(活着, Huózhe, 1993)
Traduction : Yang Ping. Langue d’origine : Chinois
⭐⭐⭐⭐
Ce que raconte ce roman :
China, années 80. Lors d’une rencontre fortuite avec le narrateur, un vieil homme solitaire, Fugui Xu, raconte sa vie. Le récit remonte 50 ans en arrière, pour retracer une existence marquée par des évènements dramatiques auxquels il a toujours essayé de faire face avec résignation. Le jeune Fugui Xu appartenait à une maison très riche, mais il perd tout l’argent de la famille au jeu, condamnant ses parents à la pauvreté. Malgré le malheur de la situation, cela est tombé providentiellement car la révolution communiste s’attaquera sans pitié aux riches et aux propriétaires. Résignés dans sa misère, Fugui et sa femme Jiazhen essaient de former une famille heureuse travaillant la terre d’arrache-pied, mais les malheurs n’ont pas fini d’arriver.
Drame et résignation :
Attention cher lecteur ami, ‘Vivre !’ est un des romans le plus tristes qui soit. Même les mésaventures de ‘Jude, l’obscur’ de Thomas Hardy ou ‘Les cerfs-volants de Kaboul’ de Khalid Housseini ne sont rien en comparaison au drame de Fugui. Pas un roman pour le lecteur trop sensible à la tristesse donc. Malgré tout, et c’est cela le parti pris de l’auteur, l’aura de résignation du personnage projette un élan lumineux sur la narration. Peu importe les malheurs qui rencontrera notre protagoniste, il finira par toujours faire face avec un sourire. Voir les deux citations ci-bas.
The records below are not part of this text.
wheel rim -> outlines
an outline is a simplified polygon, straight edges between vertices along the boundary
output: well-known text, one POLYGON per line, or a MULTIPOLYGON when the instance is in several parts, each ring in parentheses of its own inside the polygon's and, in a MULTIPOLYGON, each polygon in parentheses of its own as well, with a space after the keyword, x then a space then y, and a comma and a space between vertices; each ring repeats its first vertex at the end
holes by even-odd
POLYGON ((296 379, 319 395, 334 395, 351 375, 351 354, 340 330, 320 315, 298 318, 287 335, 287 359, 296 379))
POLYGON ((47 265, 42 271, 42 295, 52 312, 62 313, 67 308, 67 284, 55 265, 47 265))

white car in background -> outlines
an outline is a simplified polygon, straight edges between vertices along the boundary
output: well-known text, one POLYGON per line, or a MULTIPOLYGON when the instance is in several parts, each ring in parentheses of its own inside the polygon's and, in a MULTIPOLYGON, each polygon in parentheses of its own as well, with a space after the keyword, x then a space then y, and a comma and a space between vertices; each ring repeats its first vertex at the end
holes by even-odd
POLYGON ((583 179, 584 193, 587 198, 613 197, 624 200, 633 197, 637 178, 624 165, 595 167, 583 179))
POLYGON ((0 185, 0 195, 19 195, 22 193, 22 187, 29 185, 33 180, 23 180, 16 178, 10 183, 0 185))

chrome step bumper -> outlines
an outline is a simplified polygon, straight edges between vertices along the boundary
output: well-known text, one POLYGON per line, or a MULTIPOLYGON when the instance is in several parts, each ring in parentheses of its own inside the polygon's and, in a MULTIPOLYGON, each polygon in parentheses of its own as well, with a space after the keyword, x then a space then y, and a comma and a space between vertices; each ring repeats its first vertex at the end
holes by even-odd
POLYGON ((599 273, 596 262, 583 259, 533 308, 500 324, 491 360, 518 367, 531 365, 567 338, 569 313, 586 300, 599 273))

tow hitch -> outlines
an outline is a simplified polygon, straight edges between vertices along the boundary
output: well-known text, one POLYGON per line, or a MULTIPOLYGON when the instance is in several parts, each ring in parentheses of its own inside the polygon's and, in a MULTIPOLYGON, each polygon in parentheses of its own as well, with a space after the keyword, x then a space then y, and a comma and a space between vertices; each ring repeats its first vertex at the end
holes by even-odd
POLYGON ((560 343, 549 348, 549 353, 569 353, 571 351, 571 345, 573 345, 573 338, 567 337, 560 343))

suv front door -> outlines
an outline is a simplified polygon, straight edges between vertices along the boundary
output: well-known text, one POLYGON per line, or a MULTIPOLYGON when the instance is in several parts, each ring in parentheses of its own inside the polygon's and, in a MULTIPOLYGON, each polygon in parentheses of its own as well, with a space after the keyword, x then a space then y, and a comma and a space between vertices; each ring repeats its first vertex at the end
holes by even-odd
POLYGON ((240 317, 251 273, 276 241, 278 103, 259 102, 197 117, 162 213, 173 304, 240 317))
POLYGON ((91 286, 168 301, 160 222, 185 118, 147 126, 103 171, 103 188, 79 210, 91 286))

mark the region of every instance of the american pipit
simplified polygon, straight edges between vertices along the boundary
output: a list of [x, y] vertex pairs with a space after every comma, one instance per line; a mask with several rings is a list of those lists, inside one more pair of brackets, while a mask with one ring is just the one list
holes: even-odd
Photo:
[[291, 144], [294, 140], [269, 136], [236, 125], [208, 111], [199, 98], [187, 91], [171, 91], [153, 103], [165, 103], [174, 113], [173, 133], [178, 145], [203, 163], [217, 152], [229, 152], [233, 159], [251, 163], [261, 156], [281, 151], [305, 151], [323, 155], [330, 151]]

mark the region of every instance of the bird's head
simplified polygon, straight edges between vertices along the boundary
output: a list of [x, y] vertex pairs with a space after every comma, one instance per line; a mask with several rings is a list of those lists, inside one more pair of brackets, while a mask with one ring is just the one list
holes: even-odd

Même si beaucoup de lecteurs voudront que Fugui se désespère, rebondisse et se batte, le roman veut présenter un quotidien très réaliste du drame dans la campagne chinoise lors de cette époque marquée par les guerres, les révolutions et la misère. La richesse ne fait pas le bonheur, car l’ancien bourgeois pourri-gâté va se complaire dans une vie paisible d’humble paysan. Mais alors pourquoi le punir avec autant de malheur ? Pourquoi ces moments épars de bonheur périclitent rapidement, débouchant dans des nouvelles souffrances ?
Avec un fatalisme tel, le message moral peut donc sembler ambivalent pour le lecteur. Dans le réalisme chinois, le drame s’attaque autant aux gentilles qu’aux méchants. Il n’existe aucune protection possible contre l’adversité, aucun courage qui nous abriterai des malheurs, seulement la résignation permet de continuer à vivre. Yu Hua pris son inspiration d’une chanson traditionnel américaine, ‘Old Black Joe’, dans laquelle un esclave noir posait un regard bienveillant sur le monde, malgré l’extrême dureté d’une existence marqué par le drame et la perte de ses êtres chers.
Ce réalisme exagéré et cette terrible vision du pays pendant le Maoïsme et la révolution culturelle conduit à l’interdiction du livre en Chine, mais petit à petit s’érigea en œuvre capitale de la littérature chinoise. ‘Vivre !’ est écrit avec un style simple et complètement dépouillé, sans la moindre concession au lyrisme ou à la recherche poétique. Ce côté épuré contribue à la vocation réaliste du livre, faisant tout son charme. Totalement recommandable si vous encaissez bien les récits ultra dramatiques.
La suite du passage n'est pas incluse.